5’-CAGCCACTTGATACTAACGTG-3’ and 5’-CAACATACTAAGGGATAATCCTG- 3’ labeled with IRDye700 and the 5’-ends (Integrated DNA Technologies). Binding reactions were prepared in the dark, and consisted of hybridization buffer (20 mM Tris- HCl, pH 8, 100 mM KCl, 1 mM DTT, 5% glycerol, and 4 ng/μl sonicated salmon sperm

DNA), 1 nM IRDye-mreB oligonucleotides, and purified recombinant protein.
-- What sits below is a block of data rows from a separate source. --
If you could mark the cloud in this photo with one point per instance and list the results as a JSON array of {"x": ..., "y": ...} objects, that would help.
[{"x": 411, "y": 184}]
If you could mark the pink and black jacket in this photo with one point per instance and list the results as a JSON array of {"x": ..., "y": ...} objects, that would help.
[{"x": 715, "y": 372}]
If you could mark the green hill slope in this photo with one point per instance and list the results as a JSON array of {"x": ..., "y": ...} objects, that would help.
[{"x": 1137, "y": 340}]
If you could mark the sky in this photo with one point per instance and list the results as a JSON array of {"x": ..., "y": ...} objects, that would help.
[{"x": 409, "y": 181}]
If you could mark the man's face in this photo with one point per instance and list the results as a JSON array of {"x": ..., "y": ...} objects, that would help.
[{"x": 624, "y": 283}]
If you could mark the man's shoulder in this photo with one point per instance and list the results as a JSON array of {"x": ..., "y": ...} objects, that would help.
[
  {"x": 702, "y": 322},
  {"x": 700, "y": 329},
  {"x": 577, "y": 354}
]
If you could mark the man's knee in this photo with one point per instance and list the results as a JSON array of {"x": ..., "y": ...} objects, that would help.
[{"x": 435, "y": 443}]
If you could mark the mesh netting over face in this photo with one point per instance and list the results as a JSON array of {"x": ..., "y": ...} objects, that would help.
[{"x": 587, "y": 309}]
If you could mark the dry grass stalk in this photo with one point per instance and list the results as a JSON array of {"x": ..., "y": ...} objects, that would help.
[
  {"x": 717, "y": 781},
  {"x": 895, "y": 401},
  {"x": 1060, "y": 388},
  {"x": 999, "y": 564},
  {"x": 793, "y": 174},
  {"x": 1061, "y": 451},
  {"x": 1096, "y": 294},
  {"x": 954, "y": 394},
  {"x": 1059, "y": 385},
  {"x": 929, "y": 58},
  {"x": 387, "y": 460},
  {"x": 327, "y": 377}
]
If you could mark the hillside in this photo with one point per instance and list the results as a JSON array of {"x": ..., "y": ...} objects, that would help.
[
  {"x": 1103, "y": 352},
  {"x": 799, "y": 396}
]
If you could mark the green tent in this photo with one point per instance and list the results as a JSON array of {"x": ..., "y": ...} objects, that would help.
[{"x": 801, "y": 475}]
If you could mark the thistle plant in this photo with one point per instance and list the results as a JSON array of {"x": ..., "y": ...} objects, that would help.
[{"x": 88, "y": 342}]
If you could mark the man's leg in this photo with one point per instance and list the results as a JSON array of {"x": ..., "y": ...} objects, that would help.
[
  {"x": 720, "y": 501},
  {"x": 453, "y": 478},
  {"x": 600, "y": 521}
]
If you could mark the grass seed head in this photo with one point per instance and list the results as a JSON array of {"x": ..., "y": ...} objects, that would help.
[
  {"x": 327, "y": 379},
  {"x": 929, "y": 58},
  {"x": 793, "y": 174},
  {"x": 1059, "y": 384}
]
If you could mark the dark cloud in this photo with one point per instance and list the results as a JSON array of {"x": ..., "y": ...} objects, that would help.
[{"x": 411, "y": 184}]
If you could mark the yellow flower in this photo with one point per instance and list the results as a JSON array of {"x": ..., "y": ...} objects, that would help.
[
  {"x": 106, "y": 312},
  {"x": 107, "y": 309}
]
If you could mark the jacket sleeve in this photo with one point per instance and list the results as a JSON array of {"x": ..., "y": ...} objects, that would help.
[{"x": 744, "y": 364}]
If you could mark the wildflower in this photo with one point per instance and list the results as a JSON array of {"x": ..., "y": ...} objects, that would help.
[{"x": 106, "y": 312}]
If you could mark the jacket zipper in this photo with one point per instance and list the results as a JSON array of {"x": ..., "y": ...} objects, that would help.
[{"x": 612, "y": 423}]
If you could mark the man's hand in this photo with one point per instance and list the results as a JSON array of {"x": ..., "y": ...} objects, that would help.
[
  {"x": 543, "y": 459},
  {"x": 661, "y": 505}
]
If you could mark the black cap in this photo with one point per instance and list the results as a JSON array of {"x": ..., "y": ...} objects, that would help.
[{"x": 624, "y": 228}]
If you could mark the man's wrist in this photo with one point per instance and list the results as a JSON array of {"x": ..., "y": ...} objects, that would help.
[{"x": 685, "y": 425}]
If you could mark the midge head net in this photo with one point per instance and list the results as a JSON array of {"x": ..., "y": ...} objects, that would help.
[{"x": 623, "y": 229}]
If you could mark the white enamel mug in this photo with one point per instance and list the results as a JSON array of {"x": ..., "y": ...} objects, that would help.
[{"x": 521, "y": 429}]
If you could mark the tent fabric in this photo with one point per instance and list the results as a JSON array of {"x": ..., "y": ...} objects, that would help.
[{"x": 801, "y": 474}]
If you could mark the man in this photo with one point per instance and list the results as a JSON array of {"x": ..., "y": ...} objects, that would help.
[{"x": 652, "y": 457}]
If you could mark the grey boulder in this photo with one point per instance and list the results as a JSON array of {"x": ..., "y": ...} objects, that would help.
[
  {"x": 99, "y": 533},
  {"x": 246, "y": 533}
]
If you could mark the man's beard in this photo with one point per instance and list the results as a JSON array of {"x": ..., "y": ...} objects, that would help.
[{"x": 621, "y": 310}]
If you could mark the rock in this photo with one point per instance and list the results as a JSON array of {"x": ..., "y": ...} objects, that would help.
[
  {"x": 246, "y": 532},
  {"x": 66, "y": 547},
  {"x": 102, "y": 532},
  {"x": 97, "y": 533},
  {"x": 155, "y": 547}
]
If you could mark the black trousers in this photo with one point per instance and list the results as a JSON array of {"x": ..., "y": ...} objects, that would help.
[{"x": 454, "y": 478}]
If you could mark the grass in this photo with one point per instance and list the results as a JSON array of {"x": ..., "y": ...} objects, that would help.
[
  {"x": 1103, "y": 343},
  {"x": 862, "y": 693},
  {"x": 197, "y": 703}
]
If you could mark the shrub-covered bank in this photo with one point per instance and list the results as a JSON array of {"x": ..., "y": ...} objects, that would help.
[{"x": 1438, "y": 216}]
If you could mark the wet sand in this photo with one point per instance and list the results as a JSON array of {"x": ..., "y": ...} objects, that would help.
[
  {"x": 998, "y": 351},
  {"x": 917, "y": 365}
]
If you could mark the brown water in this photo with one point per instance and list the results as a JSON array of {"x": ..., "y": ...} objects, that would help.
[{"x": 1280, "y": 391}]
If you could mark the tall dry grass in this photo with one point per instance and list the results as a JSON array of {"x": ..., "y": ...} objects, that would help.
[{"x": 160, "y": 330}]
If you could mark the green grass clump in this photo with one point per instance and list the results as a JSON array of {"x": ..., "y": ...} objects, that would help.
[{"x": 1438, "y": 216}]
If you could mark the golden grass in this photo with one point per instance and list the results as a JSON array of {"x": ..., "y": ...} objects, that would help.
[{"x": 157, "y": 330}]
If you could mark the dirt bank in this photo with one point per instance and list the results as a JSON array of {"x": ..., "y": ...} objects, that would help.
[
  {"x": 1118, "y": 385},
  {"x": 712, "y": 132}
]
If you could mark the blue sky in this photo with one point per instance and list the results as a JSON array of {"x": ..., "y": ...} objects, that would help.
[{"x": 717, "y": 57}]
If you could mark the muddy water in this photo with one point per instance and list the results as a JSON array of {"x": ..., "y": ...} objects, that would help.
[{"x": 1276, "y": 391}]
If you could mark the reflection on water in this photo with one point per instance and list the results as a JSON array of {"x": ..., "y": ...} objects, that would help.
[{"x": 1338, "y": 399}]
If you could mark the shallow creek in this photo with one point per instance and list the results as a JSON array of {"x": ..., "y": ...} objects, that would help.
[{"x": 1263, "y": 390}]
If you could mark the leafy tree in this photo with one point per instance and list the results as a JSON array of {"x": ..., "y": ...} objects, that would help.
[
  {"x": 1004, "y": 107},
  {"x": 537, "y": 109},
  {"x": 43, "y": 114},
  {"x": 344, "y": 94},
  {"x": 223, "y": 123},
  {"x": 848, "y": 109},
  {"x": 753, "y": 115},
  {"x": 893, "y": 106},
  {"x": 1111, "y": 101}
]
Proteins

used were apo-BolA, apo-YrbA, [2Fe-2S] Grx4-BolA, and [2Fe-2S] Grx4-YrbA, and all were prepared in 50 mM Tris/MES, pH 8, 150 mM NaCl buffer. Once the protein was added, reactions were incubated for 20 minutes in the dark. A 5% polyacrylamide non- denaturing gel containing Tris-borate-EDTA (TBE) was pre-electrophoresed in 0.5x TBE buffer until the current was stable. The binding reactions were then applied to the equilibrated gel and electrophoresed using TBE buffer for 1.5 hours at 80 V. Gels were imaged and quantified using an Odyssey Infrared Imaging System (LI-COR).